No project description provided

Project description

embed-train

embed-train is a config-driven library for training, evaluating, checkpointing, and publishing embedding models. It is designed for teams that want reusable training building blocks instead of one-off scripts.

The package currently supports two main training paths:

  • A custom PyTorch training loop for query/document contrastive learning
  • A SentenceTransformers-based trainer for Hugging Face Dataset workflows and IR evaluation

It also includes a dedicated runner for exporting checkpoints and pushing model repositories to Hugging Face Hub.

Why This Library Exists

Most embedding projects end up reimplementing the same pieces:

  • model loading and checkpoint restore
  • dataset adapters
  • collate/tokenization logic
  • contrastive losses
  • train/validation splitting
  • checkpoint saving
  • model packaging and Hub publishing

embed-train turns those pieces into small, replaceable abstractions connected by typed settings objects and module_path-based loading.

Installation

Python requirements from pyproject.toml:

  • Python >=3.11,<3.13
  • PyTorch
  • Sentence Transformers
  • Hugging Face Datasets
  • TensorBoard
  • Accelerate
  • retrievalbase

Install from source:

pip install -e .

For local development in this repository:

make dev-install

Library Structure

src/embed_train/
├── __init__.py                    # Base Runner abstraction and YAML runner loader
├── constants.py                   # Shared constants such as default seed and trust flags
├── exceptions.py                  # Library-specific exception hierarchy
├── models/                        # Base model wrapper abstraction
├── push_to_hf/                    # Runner for packaging and pushing checkpoints to HF Hub
├── settings.py                    # Pydantic settings models for all library components
├── train/
│   ├── __init__.py                # TrainRunner
│   ├── dataset/
│   │   ├── __init__.py            # Base TorchDataset, HardNegativeMiner, and CollateFn abstractions
│   │   ├── collate.py             # Built-in in-batch and hard-negative collate functions
│   │   ├── hard_negatives.py      # SentenceTransformers hard-negative miner
│   │   ├── torch_datasets.py      # Built-in query/positive and hard-negative dataset views
│   │   └── sampling/
│   │       └── samplers.py        # Built-in positive sampler(s)
│   └── trainers/
│       ├── __init__.py            # Base Trainer abstraction
│       ├── hf/                    # SentenceTransformers trainer
│       └── torch/
│           ├── __init__.py        # Custom PyTorch trainer base
│           └── loss.py            # Contrastive loss implementations
|
└── utils.py                       # Dynamic import, checkpoint loading, HF file helpers

Core Concepts

1. Runners

Runners are the top-level execution unit.

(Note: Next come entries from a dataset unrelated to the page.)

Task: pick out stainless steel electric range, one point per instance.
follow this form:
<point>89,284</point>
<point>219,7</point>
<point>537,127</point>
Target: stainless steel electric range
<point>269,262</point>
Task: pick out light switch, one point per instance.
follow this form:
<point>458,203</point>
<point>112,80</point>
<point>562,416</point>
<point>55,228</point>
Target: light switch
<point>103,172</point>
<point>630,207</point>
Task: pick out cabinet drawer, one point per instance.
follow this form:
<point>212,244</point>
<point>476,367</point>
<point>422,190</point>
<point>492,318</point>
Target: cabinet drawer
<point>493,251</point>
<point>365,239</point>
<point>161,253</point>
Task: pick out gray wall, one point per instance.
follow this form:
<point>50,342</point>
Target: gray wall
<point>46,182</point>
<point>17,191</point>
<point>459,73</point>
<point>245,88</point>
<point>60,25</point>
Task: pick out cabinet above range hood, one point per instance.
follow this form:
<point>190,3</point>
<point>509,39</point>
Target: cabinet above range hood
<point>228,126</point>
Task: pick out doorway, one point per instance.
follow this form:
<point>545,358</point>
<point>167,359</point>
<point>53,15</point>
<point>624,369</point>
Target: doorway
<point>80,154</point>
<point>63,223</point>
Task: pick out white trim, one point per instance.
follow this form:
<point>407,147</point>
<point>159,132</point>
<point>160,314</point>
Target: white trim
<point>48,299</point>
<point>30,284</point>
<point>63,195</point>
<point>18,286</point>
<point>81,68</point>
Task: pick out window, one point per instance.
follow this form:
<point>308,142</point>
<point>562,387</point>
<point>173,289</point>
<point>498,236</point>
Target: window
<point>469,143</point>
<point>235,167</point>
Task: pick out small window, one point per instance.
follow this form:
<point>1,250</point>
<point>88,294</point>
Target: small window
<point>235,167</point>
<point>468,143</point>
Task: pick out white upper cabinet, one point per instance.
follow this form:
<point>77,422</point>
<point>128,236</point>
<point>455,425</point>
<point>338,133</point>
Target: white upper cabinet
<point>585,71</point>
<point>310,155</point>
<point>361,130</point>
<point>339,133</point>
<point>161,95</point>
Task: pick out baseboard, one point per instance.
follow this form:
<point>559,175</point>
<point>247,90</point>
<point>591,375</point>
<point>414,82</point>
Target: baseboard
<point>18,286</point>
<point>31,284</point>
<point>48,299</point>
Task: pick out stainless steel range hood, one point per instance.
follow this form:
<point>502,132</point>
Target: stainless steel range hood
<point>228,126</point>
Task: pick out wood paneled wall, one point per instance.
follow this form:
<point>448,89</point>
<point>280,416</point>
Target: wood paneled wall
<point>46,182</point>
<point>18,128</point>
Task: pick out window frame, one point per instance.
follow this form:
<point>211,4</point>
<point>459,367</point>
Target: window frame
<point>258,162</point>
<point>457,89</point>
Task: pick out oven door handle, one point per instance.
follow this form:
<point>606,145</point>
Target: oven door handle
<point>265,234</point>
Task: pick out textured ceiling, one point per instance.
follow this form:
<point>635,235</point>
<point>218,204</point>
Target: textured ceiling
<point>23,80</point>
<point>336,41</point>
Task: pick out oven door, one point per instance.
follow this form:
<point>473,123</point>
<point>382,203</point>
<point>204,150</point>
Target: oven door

  • embed_train.Runner: abstract base class
  • embed_train.train.TrainRunner: loads a trainer and executes train()
  • embed_train.push_to_hf.PushToHFRunner: restores a checkpoint, saves a local HF-style repo, and optionally pushes it

2. Settings-Driven Composition

Every major component is configured through Pydantic settings objects in src/embed_train/settings.py. Most components are resolved dynamically from a module_path, which makes the library extensible without editing core orchestration code.

3. Model Wrappers

Models inherit from embed_train.models.Model and must implement:

  • to_hf_model(): return a Hugging Face PreTrainedModel

The base class already provides:

  • save(...)
  • to(device)
  • from_checkpoint(...)

4. Datasets and Collate Functions

The PyTorch flow separates concerns clearly:

  • TorchDataset: how rows are loaded, optionally mined, and exposed
  • HardNegativeMiner: how query/positive rows can be expanded with mined negatives
  • CollateFn: how rows become query/document text pairs and tokenized tensors
  • Processor: text normalization or preprocessing, provided by retrievalbase

5. Trainers

There are two trainer families:

  • PyTorchTrainer: custom loop with checkpoints, TensorBoard logging, train/val split, and pluggable losses
  • SentenceTransformersTrainer: wraps SentenceTransformerTrainer and builds an IR evaluator from a Hugging Face dataset

Public Building Blocks

The current repository includes these reusable implementations:

  • embed_train.train.dataset.torch_datasets.QueryMultiPositiveDataset
  • embed_train.train.dataset.torch_datasets.QueryPositiveDataset
  • embed_train.train.dataset.torch_datasets.HardNegativeDataset
  • embed_train.train.dataset.hard_negatives.SentenceTransformerHardNegativeMiner
  • embed_train.train.dataset.collate.HardNegativeCollateFn
  • embed_train.train.dataset.collate.InBatchNegativeCollateFn
  • embed_train.train.dataset.collate.MultiPositiveInBatchCollateFn
  • embed_train.train.trainers.torch.loss.HardNegativeContrastiveLoss
  • embed_train.train.trainers.torch.loss.InBatchNegativeContrastiveLoss
  • embed_train.train.trainers.torch.loss.MultiPositiveContrastiveLoss
  • embed_train.train.trainers.hf.SentenceTransformersTrainer
  • embed_train.push_to_hf.PushToHFRunner

Typical Workflows

Custom PyTorch Training

Use this when you want full control over the training loop and your model wrapper already exposes a Hugging Face model.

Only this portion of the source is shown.